The Centers for Disease Control and Prevention Director Dr. Rochelle Walensky told reporters earlier this month that “There is increasing data to suggest that schools can safely reopen. And that that safe reopening does not suggest that teachers need to be vaccinated in order to reopen safely.”
County Health Officer Dr. Gail Newel echoed Walensky at the Feb. 4 press conference, and said that children in the K-6 grades “need the classroom situation more, and they’re at very low risk of spreading disease through the community, to each other and to the educators.”
Most of the evidence, Newel added, suggests that the spread in education is happening from adult to adult in break rooms and other social situations outside of the school setting.
Despite that, school districts across the state have been slow to reopen their doors, as several unions have battled for additional resources such as increased testing and vaccines.
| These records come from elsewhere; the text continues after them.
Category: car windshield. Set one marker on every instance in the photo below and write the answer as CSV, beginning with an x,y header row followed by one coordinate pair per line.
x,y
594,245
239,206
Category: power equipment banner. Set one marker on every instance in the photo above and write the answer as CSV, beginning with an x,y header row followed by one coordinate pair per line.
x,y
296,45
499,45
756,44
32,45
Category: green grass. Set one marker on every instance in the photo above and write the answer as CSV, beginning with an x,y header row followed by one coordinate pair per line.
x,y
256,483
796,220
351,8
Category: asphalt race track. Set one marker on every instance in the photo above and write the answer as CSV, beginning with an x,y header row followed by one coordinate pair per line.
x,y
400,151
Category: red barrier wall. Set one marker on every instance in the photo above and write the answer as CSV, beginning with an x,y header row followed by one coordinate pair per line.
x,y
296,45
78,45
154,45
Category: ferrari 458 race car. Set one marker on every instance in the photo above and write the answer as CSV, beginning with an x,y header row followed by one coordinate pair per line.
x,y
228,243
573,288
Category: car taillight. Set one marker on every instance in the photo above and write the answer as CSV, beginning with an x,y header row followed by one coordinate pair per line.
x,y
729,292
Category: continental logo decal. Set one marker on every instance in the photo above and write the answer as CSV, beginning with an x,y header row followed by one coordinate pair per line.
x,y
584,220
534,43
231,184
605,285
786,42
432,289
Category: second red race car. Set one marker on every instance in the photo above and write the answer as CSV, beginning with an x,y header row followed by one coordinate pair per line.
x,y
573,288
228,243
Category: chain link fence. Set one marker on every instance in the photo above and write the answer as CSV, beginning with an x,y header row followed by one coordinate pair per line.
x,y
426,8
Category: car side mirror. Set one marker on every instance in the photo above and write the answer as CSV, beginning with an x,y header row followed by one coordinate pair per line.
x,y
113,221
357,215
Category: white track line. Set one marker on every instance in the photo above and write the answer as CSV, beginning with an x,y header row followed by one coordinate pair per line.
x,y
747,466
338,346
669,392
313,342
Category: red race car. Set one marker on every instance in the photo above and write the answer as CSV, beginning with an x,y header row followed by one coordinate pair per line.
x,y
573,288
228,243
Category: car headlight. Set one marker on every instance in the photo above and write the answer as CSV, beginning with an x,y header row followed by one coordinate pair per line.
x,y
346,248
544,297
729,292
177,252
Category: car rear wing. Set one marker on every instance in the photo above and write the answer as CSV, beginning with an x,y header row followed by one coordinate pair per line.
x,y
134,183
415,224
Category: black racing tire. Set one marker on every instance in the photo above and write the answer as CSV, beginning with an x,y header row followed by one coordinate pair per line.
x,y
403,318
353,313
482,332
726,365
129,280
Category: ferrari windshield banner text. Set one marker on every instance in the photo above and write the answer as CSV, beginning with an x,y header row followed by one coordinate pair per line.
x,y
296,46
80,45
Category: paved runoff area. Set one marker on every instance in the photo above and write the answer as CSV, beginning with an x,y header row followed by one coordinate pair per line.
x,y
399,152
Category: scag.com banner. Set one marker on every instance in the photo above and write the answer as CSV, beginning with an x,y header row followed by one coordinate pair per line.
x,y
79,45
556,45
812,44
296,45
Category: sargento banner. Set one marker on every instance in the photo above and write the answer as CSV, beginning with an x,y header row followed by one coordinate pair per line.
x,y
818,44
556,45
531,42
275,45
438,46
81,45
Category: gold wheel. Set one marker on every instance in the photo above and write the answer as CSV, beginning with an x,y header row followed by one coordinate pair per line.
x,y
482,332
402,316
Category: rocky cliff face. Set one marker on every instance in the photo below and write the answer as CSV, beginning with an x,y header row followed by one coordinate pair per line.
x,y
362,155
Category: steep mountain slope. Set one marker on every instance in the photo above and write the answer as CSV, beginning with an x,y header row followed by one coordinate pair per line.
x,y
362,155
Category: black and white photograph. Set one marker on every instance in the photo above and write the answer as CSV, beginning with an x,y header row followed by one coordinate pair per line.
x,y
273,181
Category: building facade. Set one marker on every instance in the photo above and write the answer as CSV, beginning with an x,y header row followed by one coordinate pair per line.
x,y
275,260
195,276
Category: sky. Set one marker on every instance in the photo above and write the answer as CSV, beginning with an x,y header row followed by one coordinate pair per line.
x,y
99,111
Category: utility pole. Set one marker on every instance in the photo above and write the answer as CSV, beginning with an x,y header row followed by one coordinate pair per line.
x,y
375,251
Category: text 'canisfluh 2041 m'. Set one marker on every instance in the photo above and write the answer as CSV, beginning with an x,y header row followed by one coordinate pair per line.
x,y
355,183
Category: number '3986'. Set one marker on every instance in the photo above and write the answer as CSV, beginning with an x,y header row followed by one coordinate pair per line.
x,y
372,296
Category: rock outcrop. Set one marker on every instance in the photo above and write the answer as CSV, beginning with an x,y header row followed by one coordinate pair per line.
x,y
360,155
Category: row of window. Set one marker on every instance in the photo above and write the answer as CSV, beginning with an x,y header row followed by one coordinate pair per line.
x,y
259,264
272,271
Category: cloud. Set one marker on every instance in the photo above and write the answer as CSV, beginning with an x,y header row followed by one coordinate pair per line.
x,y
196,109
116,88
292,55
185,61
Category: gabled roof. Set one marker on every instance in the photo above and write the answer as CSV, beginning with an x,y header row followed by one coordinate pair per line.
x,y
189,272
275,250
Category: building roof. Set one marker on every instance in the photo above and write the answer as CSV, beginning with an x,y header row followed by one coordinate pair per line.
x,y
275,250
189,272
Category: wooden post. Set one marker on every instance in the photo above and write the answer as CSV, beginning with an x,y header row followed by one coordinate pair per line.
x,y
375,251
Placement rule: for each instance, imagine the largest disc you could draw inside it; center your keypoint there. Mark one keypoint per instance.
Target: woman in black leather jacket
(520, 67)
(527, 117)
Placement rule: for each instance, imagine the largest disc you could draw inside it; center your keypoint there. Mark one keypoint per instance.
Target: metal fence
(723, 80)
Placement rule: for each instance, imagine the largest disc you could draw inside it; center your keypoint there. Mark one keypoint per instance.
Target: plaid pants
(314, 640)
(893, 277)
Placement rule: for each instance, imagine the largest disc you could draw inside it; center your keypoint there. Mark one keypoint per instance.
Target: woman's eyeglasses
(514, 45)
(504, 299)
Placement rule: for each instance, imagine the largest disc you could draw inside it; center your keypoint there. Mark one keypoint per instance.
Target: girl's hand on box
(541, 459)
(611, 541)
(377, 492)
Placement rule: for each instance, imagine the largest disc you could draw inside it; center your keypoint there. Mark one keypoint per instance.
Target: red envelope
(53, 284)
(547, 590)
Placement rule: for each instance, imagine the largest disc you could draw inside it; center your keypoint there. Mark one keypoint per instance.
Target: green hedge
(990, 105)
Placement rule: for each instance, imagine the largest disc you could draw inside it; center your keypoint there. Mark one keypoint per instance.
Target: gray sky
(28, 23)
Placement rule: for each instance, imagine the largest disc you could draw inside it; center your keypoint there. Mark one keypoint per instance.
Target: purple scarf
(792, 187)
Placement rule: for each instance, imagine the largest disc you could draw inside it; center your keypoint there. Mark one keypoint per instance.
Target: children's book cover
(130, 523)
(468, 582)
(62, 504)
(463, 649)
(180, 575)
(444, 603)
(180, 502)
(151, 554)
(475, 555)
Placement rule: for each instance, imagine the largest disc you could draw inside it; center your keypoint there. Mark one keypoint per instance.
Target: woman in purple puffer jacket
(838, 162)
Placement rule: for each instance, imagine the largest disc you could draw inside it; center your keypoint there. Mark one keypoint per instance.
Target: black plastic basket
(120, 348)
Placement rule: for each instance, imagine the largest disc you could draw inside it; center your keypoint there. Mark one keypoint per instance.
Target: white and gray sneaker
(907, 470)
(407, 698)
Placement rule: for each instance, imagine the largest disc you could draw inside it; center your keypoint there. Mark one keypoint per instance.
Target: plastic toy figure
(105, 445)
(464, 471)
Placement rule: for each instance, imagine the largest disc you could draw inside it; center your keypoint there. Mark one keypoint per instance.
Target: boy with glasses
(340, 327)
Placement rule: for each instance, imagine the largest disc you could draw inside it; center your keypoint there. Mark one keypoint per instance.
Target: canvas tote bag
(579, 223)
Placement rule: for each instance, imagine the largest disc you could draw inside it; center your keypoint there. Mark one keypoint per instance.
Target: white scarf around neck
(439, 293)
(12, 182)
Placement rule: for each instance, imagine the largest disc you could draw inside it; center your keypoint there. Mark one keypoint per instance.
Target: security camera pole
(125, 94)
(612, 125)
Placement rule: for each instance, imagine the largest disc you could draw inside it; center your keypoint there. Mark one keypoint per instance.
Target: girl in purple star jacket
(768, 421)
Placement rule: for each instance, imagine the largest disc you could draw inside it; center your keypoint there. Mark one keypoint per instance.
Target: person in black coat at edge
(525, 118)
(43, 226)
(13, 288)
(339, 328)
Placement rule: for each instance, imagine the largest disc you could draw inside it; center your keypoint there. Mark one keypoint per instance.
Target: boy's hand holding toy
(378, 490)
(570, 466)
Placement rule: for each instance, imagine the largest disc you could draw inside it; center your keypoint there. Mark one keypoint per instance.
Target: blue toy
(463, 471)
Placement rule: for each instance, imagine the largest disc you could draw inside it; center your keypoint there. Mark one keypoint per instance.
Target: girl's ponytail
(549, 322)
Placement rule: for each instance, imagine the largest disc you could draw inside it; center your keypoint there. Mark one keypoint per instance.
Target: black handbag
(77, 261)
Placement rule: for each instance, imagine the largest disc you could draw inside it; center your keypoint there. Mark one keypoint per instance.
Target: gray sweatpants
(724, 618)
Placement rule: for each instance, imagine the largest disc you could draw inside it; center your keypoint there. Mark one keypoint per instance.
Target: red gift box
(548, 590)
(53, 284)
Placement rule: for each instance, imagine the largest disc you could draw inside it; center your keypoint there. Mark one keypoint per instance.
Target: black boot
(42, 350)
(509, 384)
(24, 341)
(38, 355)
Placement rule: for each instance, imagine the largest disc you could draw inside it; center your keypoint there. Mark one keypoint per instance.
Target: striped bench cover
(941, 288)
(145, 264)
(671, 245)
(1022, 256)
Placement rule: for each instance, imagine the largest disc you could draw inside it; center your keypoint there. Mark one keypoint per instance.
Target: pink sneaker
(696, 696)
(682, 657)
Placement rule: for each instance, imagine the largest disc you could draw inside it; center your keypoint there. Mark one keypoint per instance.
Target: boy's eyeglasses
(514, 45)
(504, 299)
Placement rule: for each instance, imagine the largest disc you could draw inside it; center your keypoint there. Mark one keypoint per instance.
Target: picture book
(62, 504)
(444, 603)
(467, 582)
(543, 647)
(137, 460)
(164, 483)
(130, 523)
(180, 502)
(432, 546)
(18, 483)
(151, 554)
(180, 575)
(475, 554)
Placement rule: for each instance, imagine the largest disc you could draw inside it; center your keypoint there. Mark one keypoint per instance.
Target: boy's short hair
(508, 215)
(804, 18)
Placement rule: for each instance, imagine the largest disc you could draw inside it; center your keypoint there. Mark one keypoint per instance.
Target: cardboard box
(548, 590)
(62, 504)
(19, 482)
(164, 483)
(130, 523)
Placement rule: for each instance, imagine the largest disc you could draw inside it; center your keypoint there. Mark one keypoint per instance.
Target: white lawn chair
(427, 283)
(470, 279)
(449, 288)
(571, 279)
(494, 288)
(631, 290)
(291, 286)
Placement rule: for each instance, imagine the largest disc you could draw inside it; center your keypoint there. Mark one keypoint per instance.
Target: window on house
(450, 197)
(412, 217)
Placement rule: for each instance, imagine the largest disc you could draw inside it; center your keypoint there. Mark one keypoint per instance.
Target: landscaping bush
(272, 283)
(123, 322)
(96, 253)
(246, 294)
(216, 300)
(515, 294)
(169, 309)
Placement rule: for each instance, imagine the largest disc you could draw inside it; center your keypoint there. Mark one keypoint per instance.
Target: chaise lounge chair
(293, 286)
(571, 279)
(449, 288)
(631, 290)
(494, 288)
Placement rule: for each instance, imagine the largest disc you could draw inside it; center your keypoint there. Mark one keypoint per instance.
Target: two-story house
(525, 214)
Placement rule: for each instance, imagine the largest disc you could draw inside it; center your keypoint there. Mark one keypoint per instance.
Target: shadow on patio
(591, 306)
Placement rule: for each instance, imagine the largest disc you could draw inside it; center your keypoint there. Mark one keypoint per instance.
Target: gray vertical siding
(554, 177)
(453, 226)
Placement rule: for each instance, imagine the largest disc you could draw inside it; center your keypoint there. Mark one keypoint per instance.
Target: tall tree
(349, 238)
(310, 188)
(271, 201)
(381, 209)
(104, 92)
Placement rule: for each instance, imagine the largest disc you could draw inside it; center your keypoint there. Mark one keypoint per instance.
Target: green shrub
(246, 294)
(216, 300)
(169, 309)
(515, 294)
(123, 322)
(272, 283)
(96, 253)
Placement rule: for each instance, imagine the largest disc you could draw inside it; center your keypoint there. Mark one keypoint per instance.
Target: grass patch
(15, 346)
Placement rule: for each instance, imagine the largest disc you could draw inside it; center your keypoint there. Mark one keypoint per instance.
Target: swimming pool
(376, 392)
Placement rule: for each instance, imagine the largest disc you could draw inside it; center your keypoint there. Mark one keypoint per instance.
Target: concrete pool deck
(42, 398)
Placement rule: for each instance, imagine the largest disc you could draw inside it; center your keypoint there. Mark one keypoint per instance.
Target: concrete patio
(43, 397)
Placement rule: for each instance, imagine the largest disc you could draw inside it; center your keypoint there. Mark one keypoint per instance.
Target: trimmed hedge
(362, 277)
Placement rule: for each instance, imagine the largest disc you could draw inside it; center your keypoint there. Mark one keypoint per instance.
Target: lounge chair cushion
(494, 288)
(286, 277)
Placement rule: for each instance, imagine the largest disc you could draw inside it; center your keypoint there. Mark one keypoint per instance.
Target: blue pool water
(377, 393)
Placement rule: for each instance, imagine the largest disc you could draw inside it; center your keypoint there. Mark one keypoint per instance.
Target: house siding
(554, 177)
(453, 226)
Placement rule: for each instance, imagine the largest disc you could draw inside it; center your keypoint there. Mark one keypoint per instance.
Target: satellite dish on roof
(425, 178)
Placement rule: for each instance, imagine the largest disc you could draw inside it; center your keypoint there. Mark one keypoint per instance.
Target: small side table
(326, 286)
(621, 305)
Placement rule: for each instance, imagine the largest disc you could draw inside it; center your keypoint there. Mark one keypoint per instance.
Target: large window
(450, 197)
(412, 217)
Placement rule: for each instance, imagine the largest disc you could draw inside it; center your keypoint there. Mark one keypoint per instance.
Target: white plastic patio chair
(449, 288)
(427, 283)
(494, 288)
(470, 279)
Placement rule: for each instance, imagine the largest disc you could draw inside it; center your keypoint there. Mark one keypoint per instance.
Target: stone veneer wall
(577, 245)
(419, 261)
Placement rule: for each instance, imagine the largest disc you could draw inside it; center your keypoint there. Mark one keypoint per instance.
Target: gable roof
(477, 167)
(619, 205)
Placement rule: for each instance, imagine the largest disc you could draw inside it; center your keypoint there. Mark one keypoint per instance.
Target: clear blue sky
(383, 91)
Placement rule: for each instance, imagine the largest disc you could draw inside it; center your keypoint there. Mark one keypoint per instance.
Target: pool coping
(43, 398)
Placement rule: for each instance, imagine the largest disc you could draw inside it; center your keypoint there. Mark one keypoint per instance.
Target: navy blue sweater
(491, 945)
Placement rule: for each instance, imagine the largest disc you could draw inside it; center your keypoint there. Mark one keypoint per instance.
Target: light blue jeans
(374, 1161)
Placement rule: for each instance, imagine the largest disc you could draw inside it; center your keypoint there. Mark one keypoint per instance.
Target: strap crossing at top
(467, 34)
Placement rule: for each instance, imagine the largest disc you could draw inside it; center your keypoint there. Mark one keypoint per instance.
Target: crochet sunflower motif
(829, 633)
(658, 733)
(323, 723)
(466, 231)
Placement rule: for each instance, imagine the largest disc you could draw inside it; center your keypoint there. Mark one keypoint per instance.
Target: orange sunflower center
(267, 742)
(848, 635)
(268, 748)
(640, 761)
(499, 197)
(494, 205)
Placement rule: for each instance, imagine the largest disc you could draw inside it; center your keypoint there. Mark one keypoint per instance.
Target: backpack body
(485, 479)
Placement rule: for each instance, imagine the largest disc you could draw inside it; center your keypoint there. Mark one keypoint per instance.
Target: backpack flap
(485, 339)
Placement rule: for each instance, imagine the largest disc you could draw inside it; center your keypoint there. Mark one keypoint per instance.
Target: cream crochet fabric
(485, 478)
One of those fights recently turned into a legal squabble, as the County of San Francisco sued its own school district for not reopening.
Asked whether a similar situation would halt her office from supporting districts from applying for a reopening waiver, Dr. Newel said bluntly that she would base her decisions on data.
“We work by evidence and advocacy is not going to change our mind,” she said.
Grades 7-12 are not allowed to return to in-person classes until the county moves into the less restrictive Red “Substantial” Tier of the state’s reopening plan. However, that would require the county’s adjusted case rate to drop below seven cases per 100,000 people. The case rate is currently at 18.8.
Managing Editor Tony Nuñez contributed to this report.